KAMPALA (Reuters) - Uganda’s government is proposing regulations including vetting new songs in a move critics say is aimed at discouraging negative comments about the authorities who are rattled by the popularity of pop star Bobi Wine.
The 36-year-old singer turned opposition politician, whose real name is Robert Kyagulanyi, has amassed a large following among the country’s disillusioned youths for the biting criticism of the government contained in his lyrics.
In power since 1986, President Yoweri Museveni, 74, is widely expected to seek re-election at the next polls in 2021.
Peace Mutuuzo, junior minister for gender, labor and social development, told Reuters in an interview the new regulations to govern the music and entertainment industry were already drafted and expected to be passed by cabinet by March.
Among the regulations are a range of restrictions including requiring artists to submit lyrics for songs and scripts for film and stage performances to authorities to be vetted.
Content deemed to contain offensive language, to be lewd or to copy someone else’s work, will be censured, the minister said.
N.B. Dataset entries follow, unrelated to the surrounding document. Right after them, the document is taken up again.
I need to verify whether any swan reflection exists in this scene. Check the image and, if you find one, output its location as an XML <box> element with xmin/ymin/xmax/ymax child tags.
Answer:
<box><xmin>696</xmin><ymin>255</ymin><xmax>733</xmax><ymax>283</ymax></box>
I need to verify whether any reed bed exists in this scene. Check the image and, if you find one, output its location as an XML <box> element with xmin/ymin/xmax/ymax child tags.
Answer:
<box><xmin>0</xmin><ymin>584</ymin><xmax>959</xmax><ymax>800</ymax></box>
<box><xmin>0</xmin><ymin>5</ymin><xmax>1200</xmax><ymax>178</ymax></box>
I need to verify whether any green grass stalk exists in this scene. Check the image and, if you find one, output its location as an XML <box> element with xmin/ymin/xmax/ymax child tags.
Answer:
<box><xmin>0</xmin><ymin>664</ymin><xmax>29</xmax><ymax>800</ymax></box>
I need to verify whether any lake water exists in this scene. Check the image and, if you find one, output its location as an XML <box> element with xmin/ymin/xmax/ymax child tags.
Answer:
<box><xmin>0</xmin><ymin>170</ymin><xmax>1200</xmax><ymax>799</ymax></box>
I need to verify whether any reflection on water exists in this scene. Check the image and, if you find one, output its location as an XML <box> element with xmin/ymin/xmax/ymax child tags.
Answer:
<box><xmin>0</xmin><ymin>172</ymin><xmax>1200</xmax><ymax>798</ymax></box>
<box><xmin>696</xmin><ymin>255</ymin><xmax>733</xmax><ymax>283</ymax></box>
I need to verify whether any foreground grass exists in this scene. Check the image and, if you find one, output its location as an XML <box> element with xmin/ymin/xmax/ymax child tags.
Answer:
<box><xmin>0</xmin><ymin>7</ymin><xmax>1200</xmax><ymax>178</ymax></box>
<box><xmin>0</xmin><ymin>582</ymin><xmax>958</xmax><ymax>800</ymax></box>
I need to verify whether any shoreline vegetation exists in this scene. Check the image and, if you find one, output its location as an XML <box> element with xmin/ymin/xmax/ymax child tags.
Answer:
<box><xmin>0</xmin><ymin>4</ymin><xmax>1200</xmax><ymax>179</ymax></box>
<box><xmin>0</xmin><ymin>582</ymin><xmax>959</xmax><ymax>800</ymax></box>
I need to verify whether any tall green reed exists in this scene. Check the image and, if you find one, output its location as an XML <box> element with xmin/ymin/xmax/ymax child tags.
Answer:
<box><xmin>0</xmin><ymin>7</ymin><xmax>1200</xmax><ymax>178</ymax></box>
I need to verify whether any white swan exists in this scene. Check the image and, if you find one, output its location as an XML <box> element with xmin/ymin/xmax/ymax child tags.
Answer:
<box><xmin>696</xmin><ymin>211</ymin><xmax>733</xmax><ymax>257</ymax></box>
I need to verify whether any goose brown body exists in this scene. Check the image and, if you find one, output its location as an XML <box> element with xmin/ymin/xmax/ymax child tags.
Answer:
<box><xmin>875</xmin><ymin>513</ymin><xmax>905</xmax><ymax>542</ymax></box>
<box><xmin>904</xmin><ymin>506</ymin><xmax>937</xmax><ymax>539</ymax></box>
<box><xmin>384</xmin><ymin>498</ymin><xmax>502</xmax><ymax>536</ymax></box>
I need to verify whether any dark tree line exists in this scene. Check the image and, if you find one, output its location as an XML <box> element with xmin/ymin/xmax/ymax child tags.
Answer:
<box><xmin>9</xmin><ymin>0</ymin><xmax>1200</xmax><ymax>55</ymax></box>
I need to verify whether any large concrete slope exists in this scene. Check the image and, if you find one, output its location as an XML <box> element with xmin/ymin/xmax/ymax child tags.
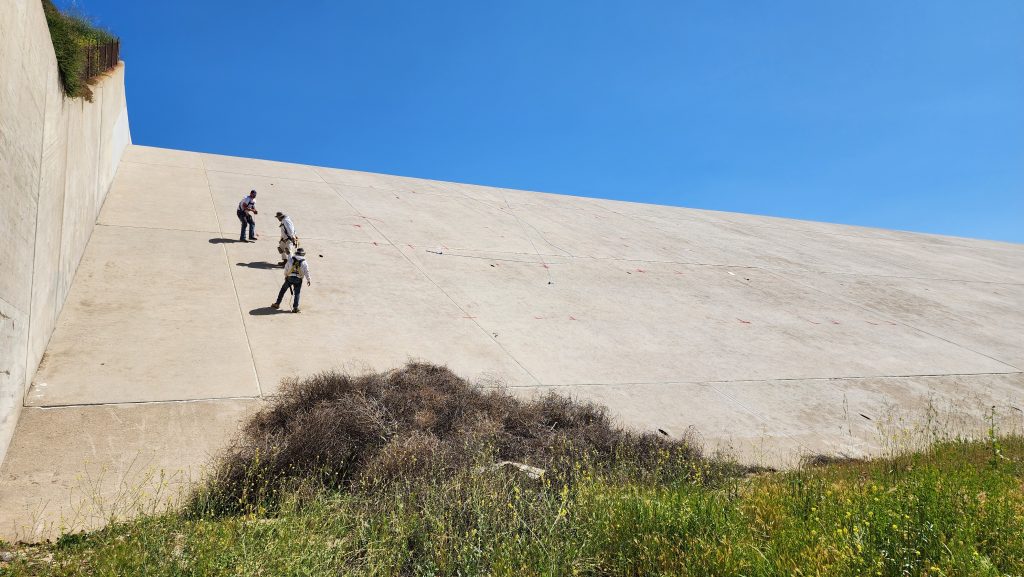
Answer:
<box><xmin>0</xmin><ymin>147</ymin><xmax>1024</xmax><ymax>537</ymax></box>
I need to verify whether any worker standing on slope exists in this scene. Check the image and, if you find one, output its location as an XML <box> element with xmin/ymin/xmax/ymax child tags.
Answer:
<box><xmin>234</xmin><ymin>191</ymin><xmax>259</xmax><ymax>242</ymax></box>
<box><xmin>270</xmin><ymin>247</ymin><xmax>312</xmax><ymax>313</ymax></box>
<box><xmin>275</xmin><ymin>212</ymin><xmax>299</xmax><ymax>266</ymax></box>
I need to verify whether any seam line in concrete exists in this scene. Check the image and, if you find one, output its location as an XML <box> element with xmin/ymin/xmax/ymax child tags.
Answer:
<box><xmin>96</xmin><ymin>222</ymin><xmax>223</xmax><ymax>236</ymax></box>
<box><xmin>122</xmin><ymin>158</ymin><xmax>203</xmax><ymax>170</ymax></box>
<box><xmin>503</xmin><ymin>371</ymin><xmax>1024</xmax><ymax>388</ymax></box>
<box><xmin>199</xmin><ymin>155</ymin><xmax>263</xmax><ymax>397</ymax></box>
<box><xmin>501</xmin><ymin>194</ymin><xmax>555</xmax><ymax>284</ymax></box>
<box><xmin>201</xmin><ymin>166</ymin><xmax>327</xmax><ymax>184</ymax></box>
<box><xmin>313</xmin><ymin>168</ymin><xmax>541</xmax><ymax>384</ymax></box>
<box><xmin>25</xmin><ymin>397</ymin><xmax>261</xmax><ymax>411</ymax></box>
<box><xmin>428</xmin><ymin>245</ymin><xmax>1024</xmax><ymax>286</ymax></box>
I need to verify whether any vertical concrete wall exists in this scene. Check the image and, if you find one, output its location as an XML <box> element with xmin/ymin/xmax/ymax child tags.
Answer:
<box><xmin>0</xmin><ymin>0</ymin><xmax>131</xmax><ymax>462</ymax></box>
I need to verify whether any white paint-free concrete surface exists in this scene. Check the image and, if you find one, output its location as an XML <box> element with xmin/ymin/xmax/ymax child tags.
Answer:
<box><xmin>0</xmin><ymin>0</ymin><xmax>131</xmax><ymax>460</ymax></box>
<box><xmin>0</xmin><ymin>147</ymin><xmax>1024</xmax><ymax>538</ymax></box>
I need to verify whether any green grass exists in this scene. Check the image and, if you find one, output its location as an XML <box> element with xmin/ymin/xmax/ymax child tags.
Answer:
<box><xmin>42</xmin><ymin>0</ymin><xmax>115</xmax><ymax>100</ymax></box>
<box><xmin>6</xmin><ymin>437</ymin><xmax>1024</xmax><ymax>577</ymax></box>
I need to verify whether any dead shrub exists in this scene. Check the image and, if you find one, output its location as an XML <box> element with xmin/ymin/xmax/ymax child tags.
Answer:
<box><xmin>203</xmin><ymin>363</ymin><xmax>700</xmax><ymax>509</ymax></box>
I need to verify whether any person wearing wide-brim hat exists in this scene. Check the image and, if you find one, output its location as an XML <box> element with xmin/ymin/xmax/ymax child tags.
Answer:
<box><xmin>274</xmin><ymin>212</ymin><xmax>299</xmax><ymax>266</ymax></box>
<box><xmin>234</xmin><ymin>191</ymin><xmax>259</xmax><ymax>242</ymax></box>
<box><xmin>270</xmin><ymin>247</ymin><xmax>312</xmax><ymax>313</ymax></box>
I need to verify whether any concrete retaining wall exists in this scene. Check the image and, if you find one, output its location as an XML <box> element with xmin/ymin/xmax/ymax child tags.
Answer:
<box><xmin>0</xmin><ymin>0</ymin><xmax>131</xmax><ymax>462</ymax></box>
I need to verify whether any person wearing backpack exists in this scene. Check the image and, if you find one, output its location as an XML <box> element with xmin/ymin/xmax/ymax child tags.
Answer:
<box><xmin>275</xmin><ymin>212</ymin><xmax>299</xmax><ymax>266</ymax></box>
<box><xmin>234</xmin><ymin>191</ymin><xmax>259</xmax><ymax>242</ymax></box>
<box><xmin>270</xmin><ymin>247</ymin><xmax>312</xmax><ymax>313</ymax></box>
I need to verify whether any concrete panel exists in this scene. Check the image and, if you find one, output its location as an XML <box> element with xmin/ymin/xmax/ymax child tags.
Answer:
<box><xmin>0</xmin><ymin>146</ymin><xmax>1024</xmax><ymax>541</ymax></box>
<box><xmin>0</xmin><ymin>48</ymin><xmax>45</xmax><ymax>312</ymax></box>
<box><xmin>0</xmin><ymin>299</ymin><xmax>29</xmax><ymax>473</ymax></box>
<box><xmin>23</xmin><ymin>71</ymin><xmax>69</xmax><ymax>390</ymax></box>
<box><xmin>0</xmin><ymin>0</ymin><xmax>29</xmax><ymax>81</ymax></box>
<box><xmin>26</xmin><ymin>226</ymin><xmax>259</xmax><ymax>406</ymax></box>
<box><xmin>794</xmin><ymin>274</ymin><xmax>1024</xmax><ymax>370</ymax></box>
<box><xmin>122</xmin><ymin>145</ymin><xmax>203</xmax><ymax>168</ymax></box>
<box><xmin>0</xmin><ymin>0</ymin><xmax>130</xmax><ymax>459</ymax></box>
<box><xmin>0</xmin><ymin>401</ymin><xmax>256</xmax><ymax>541</ymax></box>
<box><xmin>98</xmin><ymin>162</ymin><xmax>220</xmax><ymax>235</ymax></box>
<box><xmin>207</xmin><ymin>171</ymin><xmax>381</xmax><ymax>244</ymax></box>
<box><xmin>225</xmin><ymin>240</ymin><xmax>537</xmax><ymax>394</ymax></box>
<box><xmin>407</xmin><ymin>248</ymin><xmax>1016</xmax><ymax>384</ymax></box>
<box><xmin>202</xmin><ymin>154</ymin><xmax>324</xmax><ymax>182</ymax></box>
<box><xmin>334</xmin><ymin>184</ymin><xmax>535</xmax><ymax>253</ymax></box>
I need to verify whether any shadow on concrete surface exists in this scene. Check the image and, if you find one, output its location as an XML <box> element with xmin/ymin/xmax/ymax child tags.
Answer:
<box><xmin>249</xmin><ymin>306</ymin><xmax>290</xmax><ymax>317</ymax></box>
<box><xmin>234</xmin><ymin>260</ymin><xmax>282</xmax><ymax>271</ymax></box>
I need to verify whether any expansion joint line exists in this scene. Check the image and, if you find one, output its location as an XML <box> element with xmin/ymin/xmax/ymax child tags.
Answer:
<box><xmin>313</xmin><ymin>168</ymin><xmax>543</xmax><ymax>386</ymax></box>
<box><xmin>502</xmin><ymin>193</ymin><xmax>555</xmax><ymax>285</ymax></box>
<box><xmin>199</xmin><ymin>154</ymin><xmax>263</xmax><ymax>398</ymax></box>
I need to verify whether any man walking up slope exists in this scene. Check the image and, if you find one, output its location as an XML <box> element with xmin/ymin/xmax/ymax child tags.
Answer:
<box><xmin>234</xmin><ymin>191</ymin><xmax>259</xmax><ymax>242</ymax></box>
<box><xmin>275</xmin><ymin>212</ymin><xmax>299</xmax><ymax>266</ymax></box>
<box><xmin>270</xmin><ymin>248</ymin><xmax>312</xmax><ymax>313</ymax></box>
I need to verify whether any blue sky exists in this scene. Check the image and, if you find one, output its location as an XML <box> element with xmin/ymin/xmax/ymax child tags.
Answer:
<box><xmin>65</xmin><ymin>0</ymin><xmax>1024</xmax><ymax>242</ymax></box>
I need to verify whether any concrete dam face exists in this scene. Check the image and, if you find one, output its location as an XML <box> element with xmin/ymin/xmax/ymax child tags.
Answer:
<box><xmin>0</xmin><ymin>146</ymin><xmax>1024</xmax><ymax>532</ymax></box>
<box><xmin>6</xmin><ymin>2</ymin><xmax>1024</xmax><ymax>540</ymax></box>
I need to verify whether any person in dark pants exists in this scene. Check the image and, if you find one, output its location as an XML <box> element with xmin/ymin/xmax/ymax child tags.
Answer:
<box><xmin>234</xmin><ymin>191</ymin><xmax>259</xmax><ymax>242</ymax></box>
<box><xmin>270</xmin><ymin>247</ymin><xmax>312</xmax><ymax>313</ymax></box>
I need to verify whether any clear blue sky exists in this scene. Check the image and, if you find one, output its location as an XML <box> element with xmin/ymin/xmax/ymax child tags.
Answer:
<box><xmin>65</xmin><ymin>0</ymin><xmax>1024</xmax><ymax>242</ymax></box>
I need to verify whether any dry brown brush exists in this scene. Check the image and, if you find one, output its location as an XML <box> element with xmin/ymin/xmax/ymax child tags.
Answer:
<box><xmin>202</xmin><ymin>363</ymin><xmax>708</xmax><ymax>512</ymax></box>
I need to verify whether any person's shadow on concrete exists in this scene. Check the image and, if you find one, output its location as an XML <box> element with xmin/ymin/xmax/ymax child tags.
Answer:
<box><xmin>234</xmin><ymin>260</ymin><xmax>281</xmax><ymax>271</ymax></box>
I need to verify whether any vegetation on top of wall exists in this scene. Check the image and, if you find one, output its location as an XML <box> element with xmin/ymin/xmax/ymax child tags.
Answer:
<box><xmin>42</xmin><ymin>0</ymin><xmax>117</xmax><ymax>101</ymax></box>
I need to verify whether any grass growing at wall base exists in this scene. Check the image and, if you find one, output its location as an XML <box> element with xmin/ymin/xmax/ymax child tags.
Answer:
<box><xmin>0</xmin><ymin>363</ymin><xmax>1024</xmax><ymax>577</ymax></box>
<box><xmin>6</xmin><ymin>438</ymin><xmax>1024</xmax><ymax>577</ymax></box>
<box><xmin>42</xmin><ymin>0</ymin><xmax>115</xmax><ymax>100</ymax></box>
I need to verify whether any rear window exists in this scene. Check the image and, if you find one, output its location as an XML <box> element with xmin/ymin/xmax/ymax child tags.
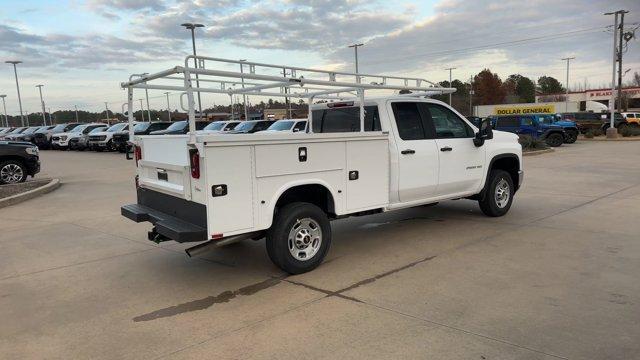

Musicians will also have to seek government permission to perform outside Uganda.
“We cannot continue condoning as a country abusive language. This is one thing we know has been happening within the creative industry. People compose songs to abuse others,” Mutuuzo said.
Musicians and other artists will also have to register with the government and obtain a practicing license which can be revoked for a range of violations.
“Any artist or entertainer who is in gross breach of the guidelines shall have his/her certificate revoked,” a copy of the proposed regulations seen by Reuters reads.
Museveni’s critics say he has become increasingly intolerant of dissent as his support has waned, with security forces often putting down opposition rallies and protests with teargas, beatings and detentions.
John Segawa, an actor and film director, told Reuters the new rules were meant to intimidate artists critical of the government.
“Where is our right to free expression guaranteed in the constitution if we need to submit our works for approval?,” he said.
Authorities have recently canceled several planned performances by Bobi Wine, who has accused the government of seeking to cut him off from a key source of income as retribution for his anti-government stance.
Uganda human rights lawyer Ladislas Rwakafuzi described the regulations as “a punishing political move” to send a message to Bobi Wine and other critical voices in the entertainment industry.